News

Five area towns receive state money to aid planning efforts

BRATTLEBORO — Five area towns have received a combined $38,596 to help with upcoming planning projects.

The infusion is part of $447,723 in municipal planning grants announced Dec. 17 by the state Department of Economic, Housing and Community Development. The grants are intended to assist 46 communities around Vermont in planning for growth and development, revitalizing cities and towns, and helping protect communities from floods.

The department selected projects from a pool of requests from 61 communities. The five local projects are as follows:

Dummerston - $8,000 to help update the Town Plan and zoning bylaws to address community needs along the Route 5 and Route 30 rural commercial corridors.

Grafton - $8,000 to update the Town Plan and Hazard Mitigation Plan to include river corridor planning and policies to address flood resiliency.

Putney - $8,000 to update its Town Plan to include recommendations from the rural district analysis and visualizing density study and incorporate current demographic and mapping data.

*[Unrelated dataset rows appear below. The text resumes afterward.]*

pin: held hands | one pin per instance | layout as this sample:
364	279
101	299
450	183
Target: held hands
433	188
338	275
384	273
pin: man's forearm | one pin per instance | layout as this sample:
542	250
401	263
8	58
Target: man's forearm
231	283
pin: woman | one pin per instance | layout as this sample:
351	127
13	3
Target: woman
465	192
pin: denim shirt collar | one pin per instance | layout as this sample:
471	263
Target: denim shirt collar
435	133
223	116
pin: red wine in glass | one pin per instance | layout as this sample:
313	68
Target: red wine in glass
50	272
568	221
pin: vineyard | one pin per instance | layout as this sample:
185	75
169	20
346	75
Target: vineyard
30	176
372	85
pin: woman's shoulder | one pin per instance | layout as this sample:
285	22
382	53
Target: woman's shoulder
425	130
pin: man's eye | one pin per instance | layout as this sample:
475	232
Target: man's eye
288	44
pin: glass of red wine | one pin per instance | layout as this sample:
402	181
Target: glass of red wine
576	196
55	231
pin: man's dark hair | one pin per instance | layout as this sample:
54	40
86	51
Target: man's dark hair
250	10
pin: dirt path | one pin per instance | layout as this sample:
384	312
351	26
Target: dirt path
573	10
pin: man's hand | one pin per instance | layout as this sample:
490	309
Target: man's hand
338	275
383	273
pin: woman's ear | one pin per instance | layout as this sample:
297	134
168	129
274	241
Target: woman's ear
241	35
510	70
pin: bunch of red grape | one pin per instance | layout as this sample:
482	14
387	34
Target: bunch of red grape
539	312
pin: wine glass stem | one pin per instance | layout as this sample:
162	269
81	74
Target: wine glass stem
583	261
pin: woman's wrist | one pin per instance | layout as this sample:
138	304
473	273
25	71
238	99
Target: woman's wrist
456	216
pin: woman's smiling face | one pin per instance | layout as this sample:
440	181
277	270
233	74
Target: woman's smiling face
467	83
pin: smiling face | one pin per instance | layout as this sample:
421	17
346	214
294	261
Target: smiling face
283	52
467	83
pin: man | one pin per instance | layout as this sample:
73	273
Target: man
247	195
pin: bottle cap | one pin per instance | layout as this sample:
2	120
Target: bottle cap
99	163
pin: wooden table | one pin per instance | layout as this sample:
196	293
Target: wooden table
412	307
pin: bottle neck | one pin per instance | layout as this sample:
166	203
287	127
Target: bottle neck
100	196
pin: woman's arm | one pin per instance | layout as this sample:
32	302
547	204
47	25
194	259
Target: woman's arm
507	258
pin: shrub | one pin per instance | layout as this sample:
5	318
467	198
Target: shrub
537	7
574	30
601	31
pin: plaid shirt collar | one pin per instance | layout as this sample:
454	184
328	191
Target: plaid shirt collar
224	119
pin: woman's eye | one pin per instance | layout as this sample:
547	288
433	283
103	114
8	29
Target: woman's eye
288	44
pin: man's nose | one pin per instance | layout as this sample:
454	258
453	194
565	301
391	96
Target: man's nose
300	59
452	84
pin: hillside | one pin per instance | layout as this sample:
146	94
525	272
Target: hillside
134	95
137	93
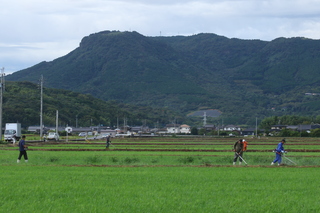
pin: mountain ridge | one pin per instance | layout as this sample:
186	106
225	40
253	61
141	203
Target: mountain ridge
242	78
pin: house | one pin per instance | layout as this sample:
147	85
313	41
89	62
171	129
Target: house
231	128
278	127
184	128
173	128
248	131
209	127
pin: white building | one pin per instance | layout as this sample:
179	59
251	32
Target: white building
184	128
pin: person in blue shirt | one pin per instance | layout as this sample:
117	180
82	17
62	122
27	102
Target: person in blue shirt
279	150
23	149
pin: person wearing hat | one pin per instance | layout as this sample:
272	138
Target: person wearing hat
239	147
279	150
23	149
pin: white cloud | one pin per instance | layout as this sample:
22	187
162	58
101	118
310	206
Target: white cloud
52	28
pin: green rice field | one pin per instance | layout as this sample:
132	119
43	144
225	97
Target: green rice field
160	175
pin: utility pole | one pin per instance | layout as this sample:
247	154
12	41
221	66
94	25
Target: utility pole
41	106
1	93
57	121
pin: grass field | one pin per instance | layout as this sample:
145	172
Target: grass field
160	175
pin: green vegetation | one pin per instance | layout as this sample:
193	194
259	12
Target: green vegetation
145	175
244	79
21	103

Rockingham - $7,996 to create a new design review guide for its designated downtown district and to assist the town Planning Commission and property owners who seek to make changes to their properties.

Wardsboro - $6,600 to update its town plan to incorporate stronger policies on flood resiliency, and to develop strategies for buy-outs of flood damaged properties.

The Windham Regional Commission assisted towns with these grants, but WRC Executive Director Chris Campany said that the real work took place “among town planning commissioners and the citizens of the towns. The vision and policies of plans, bylaws, and other planning tools such as design review guides have to come from the citizens of the towns themselves to have real meaning and to be successfully implemented.”

Campany called the municipal planning grant program, which has provided more than $9.1 million to cities and towns across Vermont since 1998, “an incredibly valuable resource for municipalities” that “should not be taken for granted” in a time of tight state budgets.

“In my opinion, town plans will become increasingly important guides for a host of town activities, including the development of town budgets and capital improvement planning, as resources from state and federal government become tighter,” Campany added. “Because they're developed by and for the towns in question, plans can identify development and public investment priorities in the near and long term.”